September 16, 2008 - 8:03am
News

Plus les choses changent, plus elles restent les mêmes

From the Democratic side, there are calls for GOP vice presidential candidate Sarah Palin to release e-mails sent to her husband from her private e-mail account.  These demands are part of a state probe of Palin's firing of Alaska's Public Safety Commissioner.  This is not dissimilar to ongoing litigation in New Jersey, where Republicans want Democratic Gov. Jon Corzine to release his personal e-mails to Carla Katz, who was the head of the state’s largest public employee union and the Governor’s girlfriend.

Corzine has refused to release the e-mails, arguing that they are personal and would violate his right to privacy.  His spokesmen say that the lawsuit was politically motivated and dismissed it as a Republican tactic to embarrass the Governor for political gain.

It will be fascinating to see if Corzine comes to the defense of Palin on the e-mail issue.  And it will be equally as interesting to see if GOP State Chairman Tom Wilson, who brought the suit seeking the release of Corzine’s e-mails, wants Palin to show hers.

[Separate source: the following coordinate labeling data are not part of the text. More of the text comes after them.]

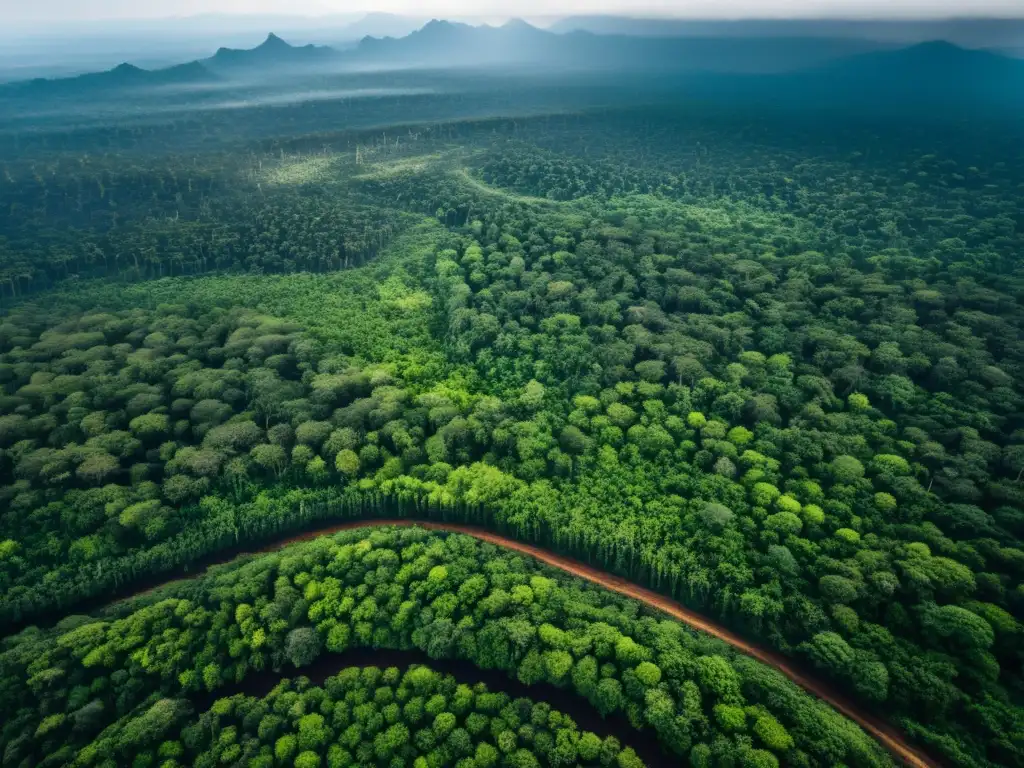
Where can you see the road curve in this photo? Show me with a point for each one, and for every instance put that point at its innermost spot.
(886, 734)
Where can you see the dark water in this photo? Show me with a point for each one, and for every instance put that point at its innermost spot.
(644, 742)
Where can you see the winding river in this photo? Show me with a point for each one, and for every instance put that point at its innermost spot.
(889, 736)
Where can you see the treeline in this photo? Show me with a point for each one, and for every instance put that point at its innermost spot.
(785, 390)
(98, 220)
(450, 596)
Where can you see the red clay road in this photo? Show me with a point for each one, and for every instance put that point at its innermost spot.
(886, 734)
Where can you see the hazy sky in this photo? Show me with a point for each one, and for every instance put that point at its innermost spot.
(65, 10)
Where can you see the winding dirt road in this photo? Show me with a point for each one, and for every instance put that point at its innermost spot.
(886, 734)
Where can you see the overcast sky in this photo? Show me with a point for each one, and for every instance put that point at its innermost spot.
(64, 10)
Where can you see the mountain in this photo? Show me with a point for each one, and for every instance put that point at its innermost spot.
(516, 42)
(121, 77)
(381, 25)
(272, 51)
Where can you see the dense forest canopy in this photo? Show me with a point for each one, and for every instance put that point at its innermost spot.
(767, 361)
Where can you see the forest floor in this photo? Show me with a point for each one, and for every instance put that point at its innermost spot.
(886, 734)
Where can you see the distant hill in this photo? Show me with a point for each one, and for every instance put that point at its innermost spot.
(924, 79)
(928, 73)
(123, 76)
(450, 44)
(381, 25)
(971, 33)
(795, 71)
(272, 51)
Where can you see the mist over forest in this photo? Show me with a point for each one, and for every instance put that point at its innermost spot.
(603, 391)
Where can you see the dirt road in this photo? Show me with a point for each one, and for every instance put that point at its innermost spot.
(886, 734)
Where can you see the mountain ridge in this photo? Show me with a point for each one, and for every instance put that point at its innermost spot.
(938, 70)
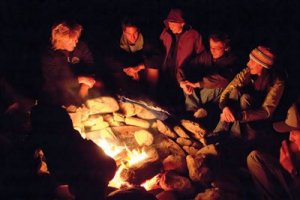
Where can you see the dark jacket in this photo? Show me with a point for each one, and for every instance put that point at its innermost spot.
(269, 84)
(212, 73)
(188, 45)
(70, 159)
(60, 70)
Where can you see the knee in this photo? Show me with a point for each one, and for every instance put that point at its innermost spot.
(245, 101)
(253, 157)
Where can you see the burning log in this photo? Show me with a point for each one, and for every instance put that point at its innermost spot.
(195, 128)
(180, 132)
(190, 150)
(184, 141)
(128, 109)
(173, 182)
(166, 195)
(138, 175)
(198, 169)
(137, 122)
(175, 163)
(110, 120)
(102, 105)
(162, 128)
(143, 137)
(145, 113)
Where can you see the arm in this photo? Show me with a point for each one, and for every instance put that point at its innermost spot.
(269, 105)
(239, 80)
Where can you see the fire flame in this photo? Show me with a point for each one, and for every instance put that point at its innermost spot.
(110, 149)
(152, 183)
(131, 158)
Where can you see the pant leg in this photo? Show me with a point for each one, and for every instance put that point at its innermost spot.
(192, 102)
(210, 95)
(268, 176)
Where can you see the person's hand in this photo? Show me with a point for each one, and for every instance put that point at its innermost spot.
(227, 115)
(89, 81)
(83, 91)
(187, 89)
(132, 72)
(285, 158)
(193, 85)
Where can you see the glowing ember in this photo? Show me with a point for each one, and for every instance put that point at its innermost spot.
(109, 148)
(152, 183)
(118, 181)
(135, 156)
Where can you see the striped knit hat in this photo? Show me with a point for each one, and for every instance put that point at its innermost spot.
(262, 56)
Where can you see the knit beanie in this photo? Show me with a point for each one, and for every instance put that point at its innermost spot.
(262, 56)
(175, 15)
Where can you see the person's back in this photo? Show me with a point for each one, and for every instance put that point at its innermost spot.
(66, 67)
(71, 159)
(181, 43)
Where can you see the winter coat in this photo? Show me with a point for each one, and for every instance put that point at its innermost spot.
(60, 70)
(269, 84)
(189, 45)
(213, 73)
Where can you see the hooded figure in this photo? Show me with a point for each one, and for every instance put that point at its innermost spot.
(181, 43)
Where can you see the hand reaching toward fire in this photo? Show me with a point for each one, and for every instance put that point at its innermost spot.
(186, 87)
(133, 72)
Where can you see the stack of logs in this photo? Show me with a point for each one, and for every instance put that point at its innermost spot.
(177, 163)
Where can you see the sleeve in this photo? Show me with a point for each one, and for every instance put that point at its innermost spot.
(269, 105)
(87, 60)
(239, 80)
(213, 81)
(153, 54)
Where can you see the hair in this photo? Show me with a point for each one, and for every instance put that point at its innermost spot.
(221, 37)
(64, 30)
(129, 22)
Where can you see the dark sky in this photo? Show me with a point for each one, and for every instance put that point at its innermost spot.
(25, 27)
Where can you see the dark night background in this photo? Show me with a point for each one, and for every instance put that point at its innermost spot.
(25, 29)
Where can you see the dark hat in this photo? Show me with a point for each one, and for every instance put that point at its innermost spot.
(175, 15)
(292, 121)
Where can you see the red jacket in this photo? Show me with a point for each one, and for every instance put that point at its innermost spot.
(189, 45)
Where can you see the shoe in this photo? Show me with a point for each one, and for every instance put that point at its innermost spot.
(200, 113)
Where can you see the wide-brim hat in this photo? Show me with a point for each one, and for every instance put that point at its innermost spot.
(292, 121)
(175, 15)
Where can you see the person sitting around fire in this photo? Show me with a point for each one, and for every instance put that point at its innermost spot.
(136, 59)
(250, 99)
(278, 178)
(181, 43)
(216, 68)
(67, 66)
(71, 160)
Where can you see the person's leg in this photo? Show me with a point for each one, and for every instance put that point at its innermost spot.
(192, 102)
(268, 176)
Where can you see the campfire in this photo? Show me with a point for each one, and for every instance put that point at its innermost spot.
(149, 151)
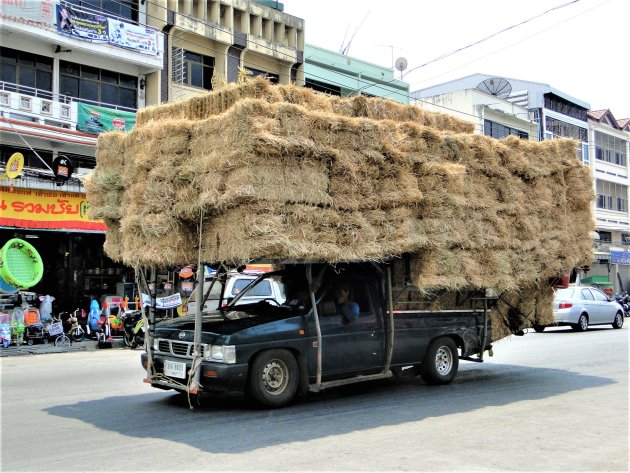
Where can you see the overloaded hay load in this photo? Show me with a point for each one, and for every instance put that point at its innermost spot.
(281, 172)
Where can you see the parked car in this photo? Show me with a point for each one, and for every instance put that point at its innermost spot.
(581, 306)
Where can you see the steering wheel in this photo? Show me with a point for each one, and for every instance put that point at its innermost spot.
(270, 299)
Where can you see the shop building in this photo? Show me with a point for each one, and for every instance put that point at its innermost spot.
(70, 70)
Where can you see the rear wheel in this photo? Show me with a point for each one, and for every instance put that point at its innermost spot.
(582, 325)
(273, 380)
(441, 362)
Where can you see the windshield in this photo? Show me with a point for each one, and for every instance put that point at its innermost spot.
(286, 288)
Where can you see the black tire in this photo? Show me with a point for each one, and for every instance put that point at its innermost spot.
(273, 378)
(582, 325)
(77, 335)
(440, 362)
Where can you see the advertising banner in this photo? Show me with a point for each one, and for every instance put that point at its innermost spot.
(32, 208)
(82, 25)
(168, 302)
(28, 11)
(138, 38)
(620, 257)
(96, 120)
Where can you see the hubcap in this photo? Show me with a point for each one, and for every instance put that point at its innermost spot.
(443, 360)
(275, 377)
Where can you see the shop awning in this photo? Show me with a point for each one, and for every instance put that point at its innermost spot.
(598, 279)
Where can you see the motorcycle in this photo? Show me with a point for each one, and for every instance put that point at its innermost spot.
(134, 329)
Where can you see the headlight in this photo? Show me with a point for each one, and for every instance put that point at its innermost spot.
(222, 354)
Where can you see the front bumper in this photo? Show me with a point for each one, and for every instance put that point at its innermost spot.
(213, 376)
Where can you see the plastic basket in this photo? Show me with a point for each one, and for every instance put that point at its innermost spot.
(20, 264)
(55, 328)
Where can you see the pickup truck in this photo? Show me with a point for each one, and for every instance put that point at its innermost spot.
(273, 351)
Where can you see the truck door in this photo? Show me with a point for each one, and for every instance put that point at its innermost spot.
(349, 346)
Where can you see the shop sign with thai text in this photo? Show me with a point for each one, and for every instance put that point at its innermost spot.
(33, 208)
(620, 257)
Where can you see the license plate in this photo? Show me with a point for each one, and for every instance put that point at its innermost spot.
(175, 369)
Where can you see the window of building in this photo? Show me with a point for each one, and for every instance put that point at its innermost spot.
(198, 70)
(560, 105)
(498, 131)
(323, 87)
(610, 148)
(273, 78)
(566, 130)
(127, 9)
(611, 196)
(605, 237)
(94, 85)
(26, 73)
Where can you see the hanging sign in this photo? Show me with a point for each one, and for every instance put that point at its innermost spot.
(96, 120)
(62, 168)
(168, 302)
(14, 165)
(81, 24)
(127, 35)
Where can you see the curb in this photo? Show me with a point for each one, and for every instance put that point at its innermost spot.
(46, 348)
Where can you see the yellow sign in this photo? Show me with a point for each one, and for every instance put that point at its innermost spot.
(14, 165)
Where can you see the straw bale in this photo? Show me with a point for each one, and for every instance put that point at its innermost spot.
(220, 101)
(279, 172)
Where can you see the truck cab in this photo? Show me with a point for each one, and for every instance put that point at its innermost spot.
(312, 337)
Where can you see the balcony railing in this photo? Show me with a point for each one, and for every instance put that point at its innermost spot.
(43, 106)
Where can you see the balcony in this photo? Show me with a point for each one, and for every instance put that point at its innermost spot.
(128, 46)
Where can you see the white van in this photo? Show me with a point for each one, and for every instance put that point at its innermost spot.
(236, 282)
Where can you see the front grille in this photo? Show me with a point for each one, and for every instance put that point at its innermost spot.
(170, 347)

WALLY EDGE can be reached via email at politicsnj@aol.com.

Comments

This is a valid response that came from one of our readers


Your analogy of Katz/Corzine to Palins is funny but flawed. The premise of confidentiality in a MARRIAGE is to foster free and open communication between married people. Not to foster free and private communications between labor leaders.

09/16/08 9:25 am

Re: privilege


...But Sarah Palin is claiming Executive Privilege as related to these emails, not some sort of Marital Privilege.

http://www.ktuu.com/global/story.asp?s=8802680

By her own admission, she conducted state business from her private Yahoo email account. Just like Karl Rove. Just like Jon Corzine.

Whether the recipient was her husband (or a labor leader?) seems largely irrelevant as related to these communications.

...And I don't think its entirely clear that these communications would be confidential under any marriage privilege either. At the very least, they would be reviewed by the judge "in camera" to determine their relevancy.